Brexiteers often respond snidely to those who say that Brexit will mean losing the right to Freedom of Movement. They say things like: "well people have always travelled" or "are you saying no one will be able to move to Europe anymore?" as well as the slew of usual, colourful insults that characterise their social media decorum.



Yet their empty platitude, that you don't need Movement as a right when it always existed before, is painfully empty as we watch the children of the Windrush generation being stripped of their dignity and threatened with a wide array of inhumane abuses. These are people who had put their trust in this country, who had believed that they could be assured of the government's good word and integrity. At the flick of a switch, all this has vanished and the Windrush children are being attacked and hounded by the forces of border control.

Our rights and freedoms have to be upheld by law. We can never rest complacently so long as they rely purely on the goodwill of the government of the day.

If we really care about our ability to move freely across borders, then we need this secured in law. This matters in the context of Brexit because this is precisely one of the freedoms the government is hell-bent on taking away from us. Unilateral guarantees from a government are simply not good enough.

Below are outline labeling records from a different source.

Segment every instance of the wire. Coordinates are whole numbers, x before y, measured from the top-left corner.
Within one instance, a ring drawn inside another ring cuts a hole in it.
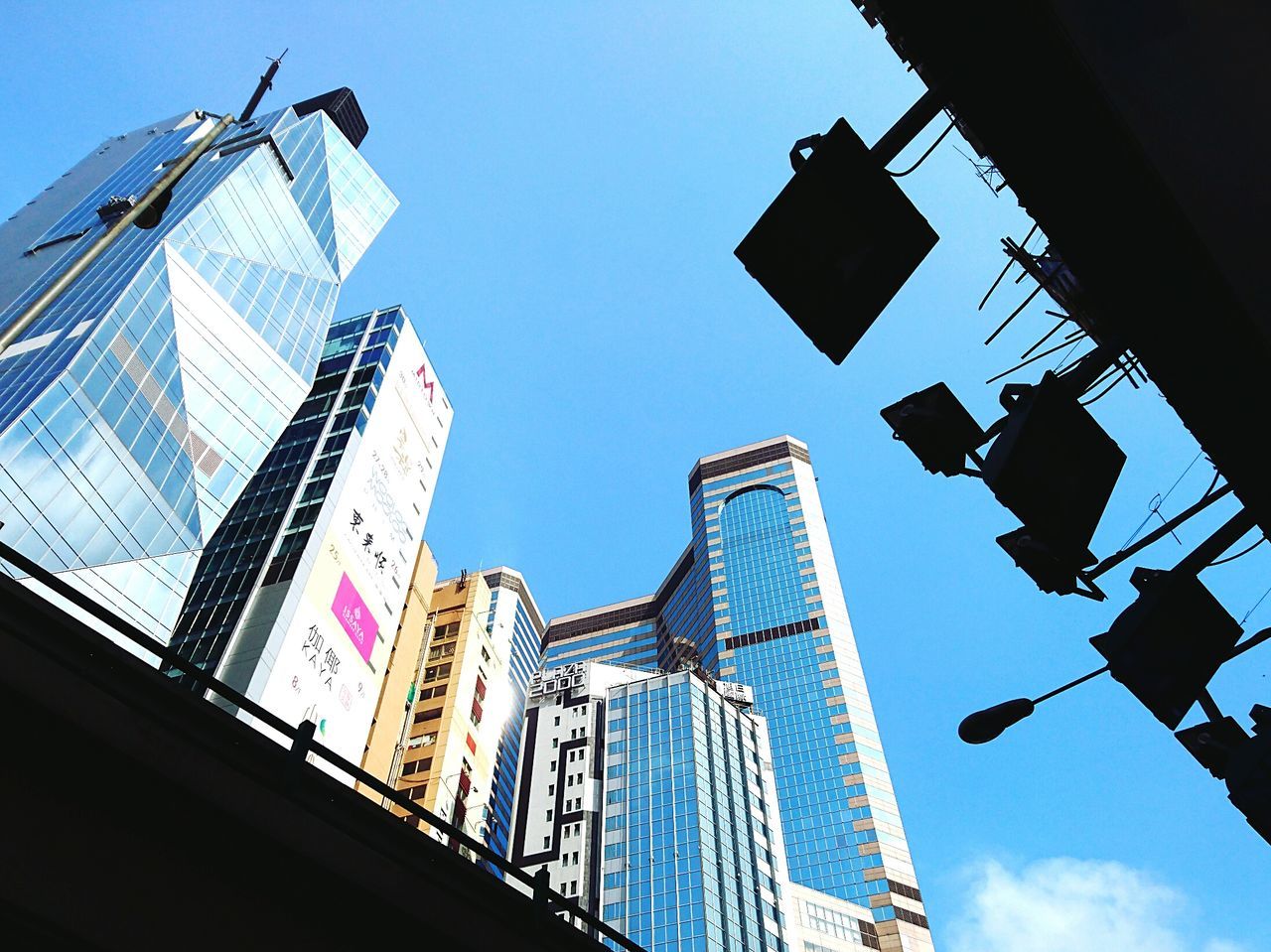
[[[919,165],[921,165],[924,161],[927,161],[927,156],[935,151],[935,146],[938,146],[941,142],[944,141],[944,136],[947,136],[949,132],[952,132],[953,127],[956,125],[957,125],[957,121],[949,122],[949,125],[944,128],[944,131],[941,132],[939,136],[937,136],[935,141],[932,142],[930,146],[928,146],[927,151],[923,153],[923,155],[918,159],[918,161],[915,161],[913,165],[910,165],[907,169],[905,169],[904,172],[891,172],[888,169],[887,174],[891,175],[892,178],[905,178],[905,175],[907,175],[910,172],[913,172]]]
[[[1244,618],[1240,619],[1240,625],[1243,625],[1246,622],[1249,620],[1249,615],[1252,615],[1254,611],[1258,610],[1258,605],[1262,604],[1262,600],[1266,599],[1267,595],[1271,595],[1271,588],[1267,588],[1265,592],[1262,592],[1262,597],[1254,601],[1253,608],[1251,608],[1248,611],[1244,613]]]
[[[1145,519],[1144,519],[1144,520],[1143,520],[1143,521],[1141,521],[1141,522],[1139,524],[1139,527],[1138,527],[1138,529],[1135,529],[1135,530],[1134,530],[1132,533],[1130,533],[1130,538],[1129,538],[1129,539],[1126,539],[1126,540],[1125,540],[1125,541],[1124,541],[1124,543],[1121,544],[1121,548],[1120,548],[1120,549],[1117,549],[1117,552],[1122,552],[1122,550],[1125,550],[1125,549],[1130,548],[1130,545],[1132,545],[1132,544],[1134,544],[1134,540],[1139,538],[1139,533],[1141,533],[1141,531],[1143,531],[1144,526],[1145,526],[1145,525],[1148,525],[1148,522],[1150,522],[1150,521],[1152,521],[1152,517],[1153,517],[1153,516],[1158,516],[1158,517],[1160,519],[1160,521],[1162,521],[1162,522],[1164,522],[1164,521],[1166,521],[1166,517],[1160,515],[1160,507],[1166,505],[1166,500],[1168,500],[1168,498],[1169,498],[1169,494],[1171,494],[1171,493],[1172,493],[1172,492],[1173,492],[1174,489],[1177,489],[1177,488],[1178,488],[1178,483],[1181,483],[1181,482],[1183,480],[1183,477],[1185,477],[1185,475],[1187,475],[1187,474],[1188,474],[1188,473],[1191,472],[1191,468],[1196,465],[1196,460],[1199,460],[1199,459],[1200,459],[1201,456],[1204,456],[1204,455],[1205,455],[1205,451],[1204,451],[1204,450],[1201,450],[1200,452],[1197,452],[1197,454],[1196,454],[1196,455],[1195,455],[1195,456],[1192,458],[1192,461],[1191,461],[1191,463],[1188,463],[1188,464],[1187,464],[1187,468],[1186,468],[1186,469],[1185,469],[1185,470],[1183,470],[1182,473],[1179,473],[1179,474],[1178,474],[1178,478],[1177,478],[1177,479],[1174,480],[1174,484],[1173,484],[1173,486],[1171,486],[1171,487],[1169,487],[1169,488],[1168,488],[1168,489],[1166,491],[1166,494],[1164,494],[1164,496],[1153,496],[1153,497],[1152,497],[1152,502],[1149,502],[1149,503],[1148,503],[1148,515],[1146,515],[1146,517],[1145,517]],[[1218,483],[1218,479],[1215,478],[1215,479],[1214,479],[1214,482],[1209,484],[1209,491],[1211,491],[1211,489],[1214,488],[1214,486],[1215,486],[1216,483]],[[1209,491],[1206,491],[1206,492],[1205,492],[1205,496],[1209,496]]]
[[[1238,559],[1240,555],[1247,555],[1266,540],[1267,538],[1263,535],[1256,543],[1249,545],[1247,549],[1240,549],[1238,553],[1235,553],[1234,555],[1228,555],[1225,559],[1218,559],[1216,562],[1210,562],[1207,566],[1205,566],[1205,568],[1213,568],[1214,566],[1225,566],[1228,562],[1235,562],[1235,559]]]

Moreover, wherever possible, we need these protections to not just be in legal form but to be upheld internationally, as part of treaties. Under the UK system, with its often shaky constitution, it is all too easy for one Parliament to undo the acts of another. That is why neither assurances from the UK government on the 'easy' movement of EU citizens, nor indeed the same assurances from other EU states for UK citizens are not good enough. These are words in the wind that in time can easily be restricted or undone entirely.

In whatever context, Freedom of Movement as a right is the only real protection from a world of wire fences and detention centres.